İşte kayıp Şemdinli raporu
Cihan Haber Ajansı, darbelere zemin hazırlayan EMASYA protokolünü ilk kez ortaya çıkaran Şemdinli Araştırma Komisyonu raporuna ulaştı. Rapor'da protokol için bakın ne yazıyor.
16 Yıl Önce Güncellendi
2010-01-30 14:57:00
Mart 2006'da, çoğunluğu hukukçu kökenli milletvekili olan Şemdinli Araştırma Komisyonu üyeleri tarafından kaleme alınan raporda, 5442 sayılı İl İdaresi Kanunu'nun 11/D maddesinin uygulanmasına yönelik olarak İçişleri Bakanlığı ve Genelkurmay Başkanlığı adına 07.07.1997 tarihinde Koramiral Çetin Doğan ile İçişleri Bakanlığı Müsteşarı Teoman Ünüsan arasında imzalanan EMASYA protokolü eleştiriliyor, manifesto niteliğinde hukuki değerlendirmelere yer veriliyor.

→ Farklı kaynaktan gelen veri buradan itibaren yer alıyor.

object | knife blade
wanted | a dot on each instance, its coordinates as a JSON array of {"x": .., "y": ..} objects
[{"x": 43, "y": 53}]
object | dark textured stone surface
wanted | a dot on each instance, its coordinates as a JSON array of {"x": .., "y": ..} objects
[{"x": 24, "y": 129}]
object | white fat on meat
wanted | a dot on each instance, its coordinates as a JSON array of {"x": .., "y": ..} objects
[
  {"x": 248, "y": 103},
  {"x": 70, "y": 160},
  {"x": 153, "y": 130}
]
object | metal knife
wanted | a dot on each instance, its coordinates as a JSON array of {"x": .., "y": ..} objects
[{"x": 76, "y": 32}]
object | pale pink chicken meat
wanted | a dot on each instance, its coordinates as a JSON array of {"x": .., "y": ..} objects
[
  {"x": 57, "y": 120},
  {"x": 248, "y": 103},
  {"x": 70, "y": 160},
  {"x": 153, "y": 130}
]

Şemdinli Araştırma Komisyonu raporunda, kanuni bir dayanağı bulunmayan protokolün 5442 sayılı İl İdaresi Kanunu uyarınca, ilde suç işlenmesini önlemek, kamu düzen ve güvenliğini korumak ve sağlama görevinin valiye ait olduğu hatırlatılırken, EMASYA komutanlıklarının, mülki amirlerin yardım talebi olmaksızın olaylara müdahale edebilmesine imkan veren 9'uncu maddesinin, 5442 sayılı kanuna yetki, şekil, konu ve maksat yönlerinden aykırı düştüğü, hatta bu yasanın getirdiği düzenlemeyi bütünüyle geçersiz kıldığı vurgulanıyor.
"VAHİM SONUÇLAR DOĞURUR"
Bu protokolün dayanağı olarak 5442 sayılı kanunun 11/D maddesini gösteren Rapor, ancak kanunda böyle bir teşkilatlanmaya imkan tanıyan bir hüküm bulunmadığını, böyle bir ihtiyaç varsa, bu hususta kanuna rağmen değil, yapılacak yasal düzenlemelerle çözümlenmesi gerektiğini ifade etti.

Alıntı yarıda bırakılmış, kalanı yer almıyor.